AMERISAFE INC (AMSF)
Sector: Financials
2025 Annual Meeting Analysis
AMERISAFE INC · Meeting: June 6, 2025
Directors FOR
1
Directors AGAINST
2
Say on Pay
FOR
Auditor
FOR
Director Elections
Election of Directors
Against Analysis
Ms. Fontenot has served since 2016, meaning her tenure fully covers the period during which AMERISAFE's stock fell roughly 12% while its insurance-company peers gained about 17% on average — a gap of about 29 percentage points that exceeds our 20-point threshold for companies with negative returns; the 5-year record shows the same pattern (-18.5% vs peers' +22%), so there is no longer-term track record to offset the concern.
Mr. Morris has been a director since 2005 and has served as non-executive Chairman since 2016, meaning he bears the greatest board-level accountability for the sustained period during which AMERISAFE's shares lost about 12% over three years while comparable insurance companies gained roughly 17%; the 5-year picture is even worse (-18.5% vs peers' +22%), confirming this is not a temporary dip.
For Analysis
Mr. Greer joined the board in March 2022, which is within the 24-month window that exempts newer directors from the stock-performance trigger, so he is not held responsible for underperformance that largely predates his tenure.
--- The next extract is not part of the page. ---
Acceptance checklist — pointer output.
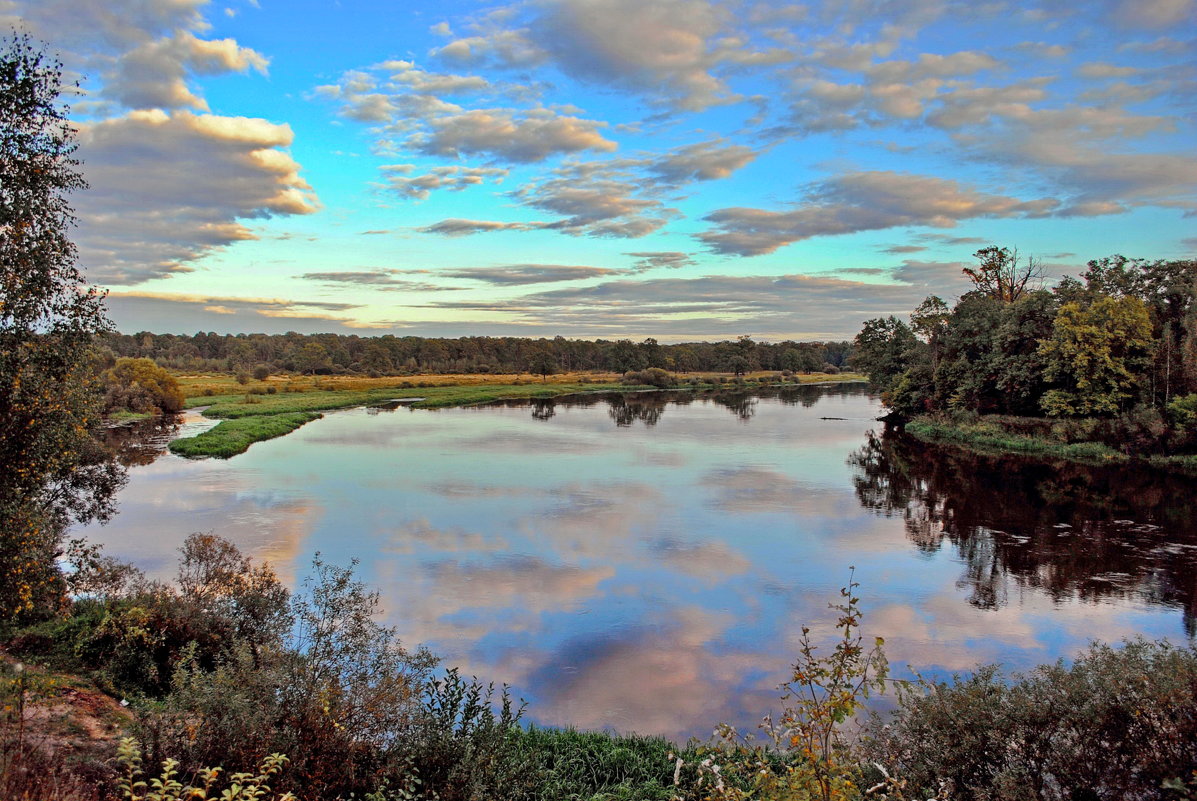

Of the three nominees, two long-tenured directors (Fontenot since 2016, Morris since 2005) are voted AGAINST because the company's stock has meaningfully lagged its own disclosed peer group over both 3-year and 5-year periods — a gap that triggers our policy threshold. Billy Greer, who joined in March 2022, is exempt from the performance trigger under the 24-month new-director rule and receives a FOR vote.
Say on Pay
✓ FORCEO
G. Janelle Frost
Total Comp
$2,286,381
Prior Support
99%+%
CEO total compensation of approximately $2.29 million is reasonable for a CEO of a ~$636 million market-cap specialty insurance company, with roughly 64% of total pay coming from variable, performance-tied components (annual cash incentive and long-term equity awards), comfortably exceeding the 50-60% variable pay standard. The company received over 99% shareholder support on last year's say-on-pay vote, signaling no prior shareholder concerns, and the long-term incentive plan uses a three-year average return-on-equity metric with a meaningful performance hurdle and a TSR modifier that can reduce payouts, which are genuine, measurable performance conditions rather than pay guaranteed regardless of results. While the stock has underperformed peers, the variable pay structure includes a TSR downward modifier that already penalized prior payouts (the 2021-2023 performance award was reduced due to TSR underperformance), demonstrating that the incentive plan is functioning as intended.
Auditor Ratification
✓ FORAuditor
Ernst & Young LLP
Tenure
N/A
Audit Fees
$1,691,000
Non-Audit Fees
$0
Ernst & Young charged only audit fees ($1,691,000) with zero non-audit, tax, or other fees in 2024, so the non-audit fee ratio is 0% — well below the 50% threshold that would raise independence concerns. No material restatements were disclosed, and Ernst & Young is a Big 4 firm fully appropriate for a company of AMERISAFE's size. Auditor tenure is not disclosed in the proxy, so the tenure trigger does not fire per policy.
Overall Assessment
The 2025 AMERISAFE annual meeting presents four proposals; the most significant governance concern is sustained stock-price underperformance relative to the company's own disclosed insurance peers, which triggers AGAINST votes for the two longest-serving director nominees (Morris and Fontenot) while the newer director (Greer) passes. The auditor and say-on-pay proposals both pass their policy screens cleanly, with zero non-audit fees and a CEO pay package that is reasonably structured and well within benchmark.